本稿では以下、中国において、中国人にとって、共産党員になること、共産党員であることとは何を意味するのかという問いを、筆者自身の経験や観察、および筆者の周囲にいる知人や学生たちの実例を紹介しながら掘り起こしてみたい。

 その目的は、私たち外界・外国人が可能な限り客観的に中国で起こっている事象、およびその背後に潜む動機や論理を理解することに他ならない。

 なお、あくまでも筆者個人の、非常に限られた範囲、場面、実例を通じた観察に過ぎないことをあらかじめ断っておきたい。

加藤さんは
「入党」しているのですか?

「加藤さんは“入党”しているのですか?」――。

 北京大学で学部生をしていた頃、複数の中国人クラスメートからこう聞かれて戸惑った記憶が今でも鮮明に残っている。

 当時筆者はすでに彼らにとって“入党”の2文字が何を指すのかを知っていた。すなわち、「中国共産党員になること」である。

 まさか外国人である私が中国共産党員になることなどあり得ない。クラスメートは筆者が日本において“入党”しているかどうかを聞いてきたのだ。

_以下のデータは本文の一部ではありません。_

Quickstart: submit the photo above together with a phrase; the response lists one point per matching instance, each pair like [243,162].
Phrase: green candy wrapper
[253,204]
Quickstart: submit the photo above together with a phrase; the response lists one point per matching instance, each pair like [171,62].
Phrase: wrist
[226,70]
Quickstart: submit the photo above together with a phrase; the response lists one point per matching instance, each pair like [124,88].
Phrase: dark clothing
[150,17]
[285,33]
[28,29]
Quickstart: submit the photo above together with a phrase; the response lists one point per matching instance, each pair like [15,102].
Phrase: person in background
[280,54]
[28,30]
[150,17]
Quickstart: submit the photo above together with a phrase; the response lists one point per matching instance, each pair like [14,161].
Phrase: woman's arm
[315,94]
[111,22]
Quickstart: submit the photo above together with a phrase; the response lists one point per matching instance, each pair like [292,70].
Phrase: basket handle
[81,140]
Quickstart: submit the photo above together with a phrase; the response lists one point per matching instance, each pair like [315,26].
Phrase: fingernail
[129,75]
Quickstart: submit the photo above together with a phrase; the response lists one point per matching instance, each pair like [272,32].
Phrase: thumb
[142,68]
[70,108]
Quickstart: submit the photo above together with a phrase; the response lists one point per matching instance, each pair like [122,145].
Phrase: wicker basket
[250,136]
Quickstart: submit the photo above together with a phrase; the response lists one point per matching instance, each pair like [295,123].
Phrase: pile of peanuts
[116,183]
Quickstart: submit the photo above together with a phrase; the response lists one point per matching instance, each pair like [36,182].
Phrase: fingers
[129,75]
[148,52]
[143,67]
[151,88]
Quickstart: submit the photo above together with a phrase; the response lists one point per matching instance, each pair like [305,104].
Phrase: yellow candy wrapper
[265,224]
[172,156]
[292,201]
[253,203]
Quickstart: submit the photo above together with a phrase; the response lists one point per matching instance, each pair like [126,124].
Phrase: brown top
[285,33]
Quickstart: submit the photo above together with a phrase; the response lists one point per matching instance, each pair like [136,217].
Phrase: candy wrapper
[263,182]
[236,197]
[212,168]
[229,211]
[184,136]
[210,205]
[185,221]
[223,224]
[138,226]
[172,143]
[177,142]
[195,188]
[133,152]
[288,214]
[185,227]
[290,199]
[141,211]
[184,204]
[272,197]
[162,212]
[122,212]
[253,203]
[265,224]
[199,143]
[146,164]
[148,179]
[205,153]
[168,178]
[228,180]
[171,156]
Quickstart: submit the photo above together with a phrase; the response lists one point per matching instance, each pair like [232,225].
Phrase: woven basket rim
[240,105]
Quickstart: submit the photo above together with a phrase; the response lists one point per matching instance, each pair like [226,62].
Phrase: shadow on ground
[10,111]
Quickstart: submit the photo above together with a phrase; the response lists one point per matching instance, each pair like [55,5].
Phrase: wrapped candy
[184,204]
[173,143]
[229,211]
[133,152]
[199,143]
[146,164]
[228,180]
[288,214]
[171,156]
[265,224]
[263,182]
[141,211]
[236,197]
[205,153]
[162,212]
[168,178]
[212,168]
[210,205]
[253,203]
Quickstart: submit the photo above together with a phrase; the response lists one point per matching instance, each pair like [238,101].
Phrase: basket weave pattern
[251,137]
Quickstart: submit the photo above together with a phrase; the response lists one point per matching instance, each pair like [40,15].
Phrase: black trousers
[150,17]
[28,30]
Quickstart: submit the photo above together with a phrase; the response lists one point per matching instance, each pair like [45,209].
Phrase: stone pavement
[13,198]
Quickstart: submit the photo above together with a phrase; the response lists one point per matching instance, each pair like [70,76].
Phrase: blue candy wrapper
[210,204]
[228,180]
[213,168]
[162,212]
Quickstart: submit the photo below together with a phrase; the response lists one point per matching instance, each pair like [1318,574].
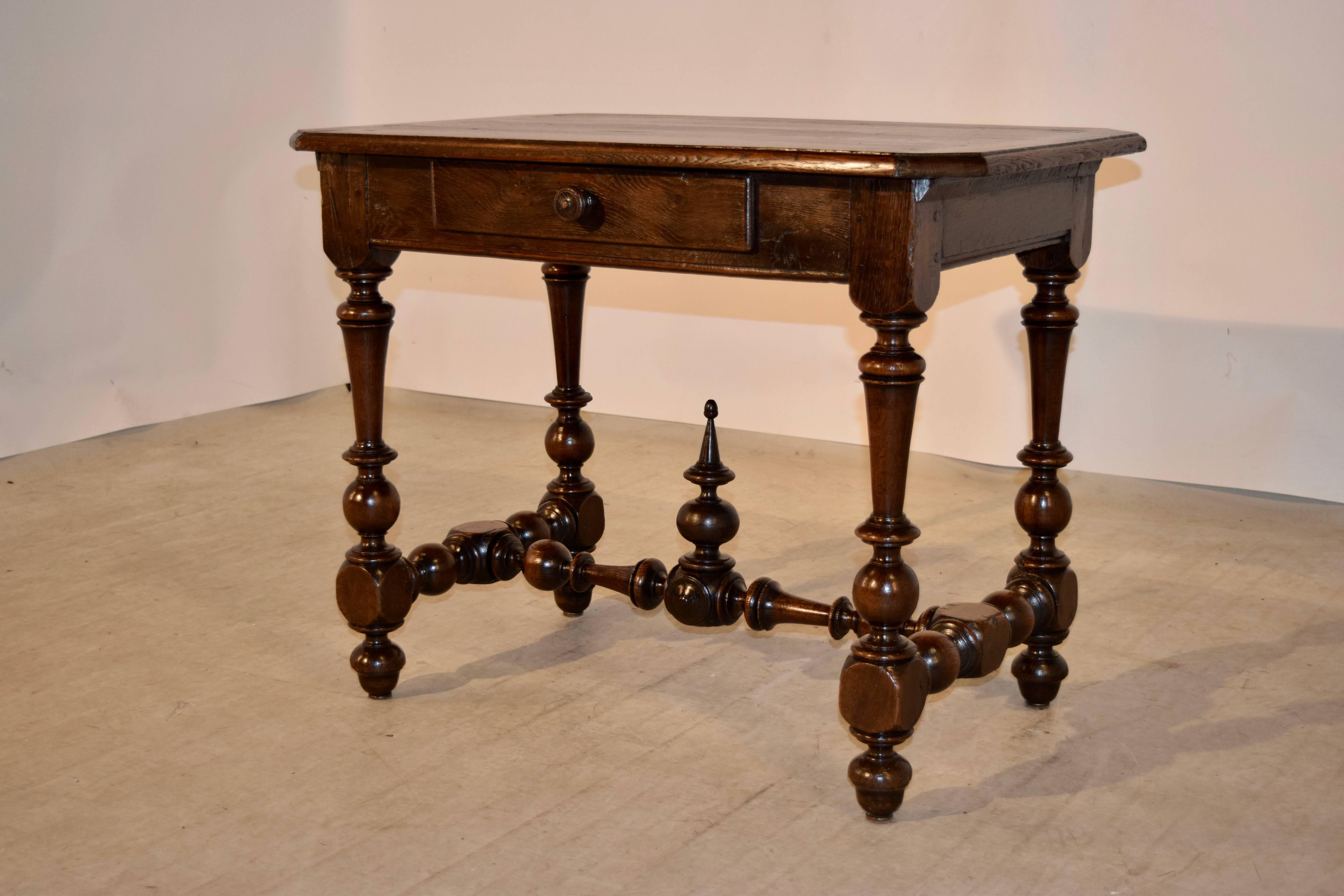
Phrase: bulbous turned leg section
[880,777]
[1040,670]
[378,661]
[573,604]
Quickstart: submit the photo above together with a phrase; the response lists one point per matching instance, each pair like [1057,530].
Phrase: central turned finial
[709,472]
[702,589]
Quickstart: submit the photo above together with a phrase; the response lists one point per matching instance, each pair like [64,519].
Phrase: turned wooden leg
[882,686]
[1044,506]
[376,585]
[571,506]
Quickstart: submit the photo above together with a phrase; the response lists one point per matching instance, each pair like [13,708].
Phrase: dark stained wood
[1044,504]
[572,507]
[896,246]
[376,585]
[885,207]
[884,683]
[675,210]
[989,218]
[800,229]
[816,147]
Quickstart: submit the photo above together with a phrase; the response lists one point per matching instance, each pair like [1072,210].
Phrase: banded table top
[787,146]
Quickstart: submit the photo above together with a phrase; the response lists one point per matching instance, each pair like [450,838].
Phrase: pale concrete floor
[179,715]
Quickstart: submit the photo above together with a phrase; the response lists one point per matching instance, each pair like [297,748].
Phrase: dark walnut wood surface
[787,146]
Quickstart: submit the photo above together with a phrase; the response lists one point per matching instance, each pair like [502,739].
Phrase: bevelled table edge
[798,162]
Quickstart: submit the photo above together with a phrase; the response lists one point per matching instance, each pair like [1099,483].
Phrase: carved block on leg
[374,602]
[882,695]
[1044,504]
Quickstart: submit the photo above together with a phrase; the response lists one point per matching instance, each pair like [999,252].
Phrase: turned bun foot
[880,777]
[378,663]
[1040,670]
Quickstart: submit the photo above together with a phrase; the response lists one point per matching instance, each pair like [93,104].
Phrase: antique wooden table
[884,207]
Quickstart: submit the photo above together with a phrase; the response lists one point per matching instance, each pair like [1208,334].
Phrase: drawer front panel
[596,205]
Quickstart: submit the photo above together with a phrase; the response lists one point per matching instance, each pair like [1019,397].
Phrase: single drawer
[677,210]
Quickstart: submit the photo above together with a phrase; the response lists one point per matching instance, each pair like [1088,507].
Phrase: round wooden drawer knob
[576,205]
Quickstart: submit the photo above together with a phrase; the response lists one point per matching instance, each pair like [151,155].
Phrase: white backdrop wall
[159,241]
[1212,346]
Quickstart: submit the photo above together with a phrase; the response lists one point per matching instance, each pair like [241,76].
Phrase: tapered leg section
[884,684]
[571,506]
[1044,506]
[376,585]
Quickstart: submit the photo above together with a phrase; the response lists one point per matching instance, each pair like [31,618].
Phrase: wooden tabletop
[798,146]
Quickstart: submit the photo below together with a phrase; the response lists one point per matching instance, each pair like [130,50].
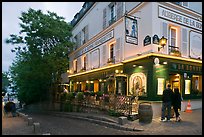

 興味深かったのは、彼らがこのような質問をするなかで、中国と日本の政治体制の違いに疎かったことである。仮に日本の政治で“入党”という概念が成立するのであれば、それはおそらく民主選挙を経て議員となり、かつ特定の政党に所属している場合を指すであろう。

 一有権者として特定の政党を支持している状態を“入党”というのには無理があるし、実際に日本の各有権者にも支持している=同政党に入るという考えは皆無、少なくとも希薄であるに違いない。

 一方で中国において“入党”とは誰もが知っている概念であり、特に成績が優秀で都市部の有名大学で学んでいる、あるいは学んできた中国人民のほとんどが入党するかしないか、できるかできないかを含め、一度は考えたことのある行為であるように思われる。